OpenAI is building a next-generation audio model designed to make spoken interactions with ChatGPT feel less mechanical by enabling the system to respond dynamically when a user interrupts, according to a person familiar with the work.
The company’s present Advanced Voice Mode relies on a turn-based approach: the user finishes speaking and then the model processes the audio and returns a reply. Under this setup, brief interjections from the listener - such as "okay" or "mm-hm" - cause the system to halt rather than continue the exchange in a natural way.
The new model, described internally as bidirectional or BiDi, is intended to continuously analyze a speaker’s voice so the AI can modify its response mid-sentence if the human cuts in. That capability would contrast with existing voice models that generate fixed, unchangeable responses once they begin speaking.
Prototype behavior and readiness
The BiDi prototype has demonstrated the ability to react to interruptions, but it is not yet polished enough for public release. The person with knowledge of the project said the model tends to glitch or switch into abnormal-sounding voices after a few minutes of back-and-forth conversation. Those stability issues have delayed the rollout: researchers had hoped to ship BiDi within the first quarter of the year, but that timetable may now move into the second quarter or later.

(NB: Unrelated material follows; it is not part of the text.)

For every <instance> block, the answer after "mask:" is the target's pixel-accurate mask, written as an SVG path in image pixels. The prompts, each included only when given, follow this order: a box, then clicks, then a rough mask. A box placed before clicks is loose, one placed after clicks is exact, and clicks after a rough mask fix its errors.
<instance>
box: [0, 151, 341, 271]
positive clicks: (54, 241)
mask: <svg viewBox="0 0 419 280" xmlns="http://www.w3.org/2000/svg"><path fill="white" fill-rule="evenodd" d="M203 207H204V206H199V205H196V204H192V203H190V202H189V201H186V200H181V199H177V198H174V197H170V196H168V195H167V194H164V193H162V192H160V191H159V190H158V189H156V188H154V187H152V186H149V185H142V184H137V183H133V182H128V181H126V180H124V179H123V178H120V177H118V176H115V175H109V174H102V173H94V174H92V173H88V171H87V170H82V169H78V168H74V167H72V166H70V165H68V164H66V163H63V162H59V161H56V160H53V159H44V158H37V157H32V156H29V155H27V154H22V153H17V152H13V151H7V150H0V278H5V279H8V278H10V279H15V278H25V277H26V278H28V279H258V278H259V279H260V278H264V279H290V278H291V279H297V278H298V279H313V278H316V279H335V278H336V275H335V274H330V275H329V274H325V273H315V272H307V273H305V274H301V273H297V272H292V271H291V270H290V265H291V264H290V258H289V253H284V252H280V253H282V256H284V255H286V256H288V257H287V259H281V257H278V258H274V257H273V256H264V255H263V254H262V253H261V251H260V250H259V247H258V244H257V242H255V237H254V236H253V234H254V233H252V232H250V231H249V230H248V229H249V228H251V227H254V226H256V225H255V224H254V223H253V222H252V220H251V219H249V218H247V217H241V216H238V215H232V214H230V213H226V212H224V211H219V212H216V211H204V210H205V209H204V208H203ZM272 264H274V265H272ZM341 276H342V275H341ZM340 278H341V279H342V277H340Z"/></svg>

Rationale and potential applications
OpenAI sees narrowing the performance gap between voice interfaces and text-based models as a way to broaden AI adoption. The company believes many people prefer speaking to an assistant rather than typing, and a real-time audio model could lower the friction of voice-based interactions.
One anticipated application is customer support. In a retail call scenario, for example, a customer who begins a request to return an item but then decides to exchange it could be handled more seamlessly by an agent running BiDi, which would allow the conversation to pivot smoothly rather than the agent stopping or becoming confused. The person familiar with the project also said the model is better at using external tools and applications compared with current voice capabilities.
OpenAI has previously said it plans to enhance its audio model for a prospective AI-focused device that would rely primarily on voice interaction. The company is considering developing a smart speaker that could perform tasks such as checking emails or booking reservations through spoken commands.
Limitations and timeline uncertainty
While BiDi promises to make voice-based AI feel more conversational, the technology’s present instability after extended exchanges is a material constraint on immediate deployment. The timeline for broader availability is therefore uncertain and dependent on resolving those technical issues.
OpenAI’s belief that improved voice performance would expand global AI use rests on the assumption that more natural spoken interaction will encourage adoption; however, the company must first address the prototype’s glitching and audio anomalies before that potential can be realized.